Now, Caesar! ply thy rope — thy life depends
Upon the hold it takes; thy foe's strong throat
Must be compressed that not a breath may pass
Thy ribs now almost touch, the heart scarce beats
Between them, quivers, and must soon be still.
One other little breath, one other strain
Of those strong arms — and Caesar is no more
That other breath comes not; one desperate pull,
And the rope closed the passage. See — he gasps;
One last convulsive struggle ends the strife.
Those mighty paws, now weak as baby's hands,
Caesar has thrown aside. His heart has room
Again to beat — he rises conqueror.
Such was the end of Bruin. Yet before
That fierce encounter, other means were tried
To lure him back to bondage. It was said
" Music had charms to soothe the savage breast, "
And that he often seemed, when the full tones
Of richest harmony flowed from the lips
Of his kind mistress, to drink in the sounds
With rapture, like all other listeners.
Music was therefore tried. The band was called,
And captivating were the strains they poured
In Bruin's ears; but it was vain, for he
Would not be captivated. Then they called
Two of that band, with voices sweet as notes
Of nightingale, of power to charm the ear
Of every listener, and calm the heart
With all the magic influence of song
They came and breathed in sweetest melody
A plaintive ditty to this angry bear,
Beseeching him to lay aside his wrath,
Resume his chain, and live among his friends
He heard, and heeded not. And when you hear
The song that he received so sullenly,
You'll wonder that the bear was such a brute,
And think he justly died. The song ran thus

SONG.

O, B RUIN ! O, Bruin! come back to thy chain,
Nor seek thy far home o'er the mountain again,
For the mother that bore thee will know thee no more,
And thy brother cubs drive thee away from the door.
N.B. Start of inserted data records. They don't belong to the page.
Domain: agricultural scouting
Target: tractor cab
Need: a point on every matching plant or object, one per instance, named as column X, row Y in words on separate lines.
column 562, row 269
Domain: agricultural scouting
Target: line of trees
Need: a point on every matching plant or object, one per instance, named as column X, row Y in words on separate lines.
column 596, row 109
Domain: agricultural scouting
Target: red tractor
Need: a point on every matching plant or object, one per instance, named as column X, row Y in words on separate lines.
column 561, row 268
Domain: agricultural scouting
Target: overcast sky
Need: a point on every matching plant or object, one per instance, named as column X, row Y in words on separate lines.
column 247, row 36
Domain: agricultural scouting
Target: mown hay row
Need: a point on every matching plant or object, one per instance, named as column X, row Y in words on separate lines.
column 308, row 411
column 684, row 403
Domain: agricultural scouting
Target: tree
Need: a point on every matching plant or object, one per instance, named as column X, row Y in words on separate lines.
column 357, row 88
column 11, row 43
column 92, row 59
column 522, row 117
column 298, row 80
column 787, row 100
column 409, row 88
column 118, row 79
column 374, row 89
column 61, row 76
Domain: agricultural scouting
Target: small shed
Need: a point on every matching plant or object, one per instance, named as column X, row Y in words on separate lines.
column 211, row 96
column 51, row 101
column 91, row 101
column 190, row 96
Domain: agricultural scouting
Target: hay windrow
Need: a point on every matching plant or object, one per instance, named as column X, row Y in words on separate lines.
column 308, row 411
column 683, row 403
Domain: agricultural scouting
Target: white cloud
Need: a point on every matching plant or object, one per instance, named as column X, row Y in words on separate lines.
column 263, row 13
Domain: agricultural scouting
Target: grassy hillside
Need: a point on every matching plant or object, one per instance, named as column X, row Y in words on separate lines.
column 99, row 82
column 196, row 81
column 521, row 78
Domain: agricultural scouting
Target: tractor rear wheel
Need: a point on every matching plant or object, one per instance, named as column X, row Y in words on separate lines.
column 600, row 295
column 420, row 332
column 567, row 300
Why would'st thou return where thou nightly must howl
In thy hunger, as through the dark forest you prowl
To fight the wild bees for their hoard of sweet food,
Or spoil thy teeth cracking the nuts of the wood?
What a life thou hast led since thou haply wast caught,
And here to this sweet little valley wast brought!
Its blest waters thy drink, its rich dainties thy fare:
What more could be wished for man, woman, or bear?

It is true you are tied; but, Bruin, you know
It is all for your good that you are kept so;
How many are here who would gladly agree
To be tied to a tree, could they fatten like thee.

We have tamed you, and fed you, and now, you are here,
Your polite education engages our care;
Your manners are mended, some clever things taught,
But greater attainments are still to be sought.

Carusi is here, and shall teach you to dance,
How to enter the ball-room, and bow, and advance
To the ladies, who sit in a beautiful row,
Each waiting to see if the bear 'll be her beau.

Then the waltzing — O, Bruin! think only of that,
Of a lady's bare arms with thy bear arms enwrapt;
Thy bear-skin, her bare skin shall touch; O! what bear
Can bear any pleasure with this to compare?

And think of thy paws — when the dancing is done,
And the summer is o'er, and the ladies are gone,
Through the long winter nights, when the snow flakes fall thick,
Thy lady-pressed paws will be luscious to lick.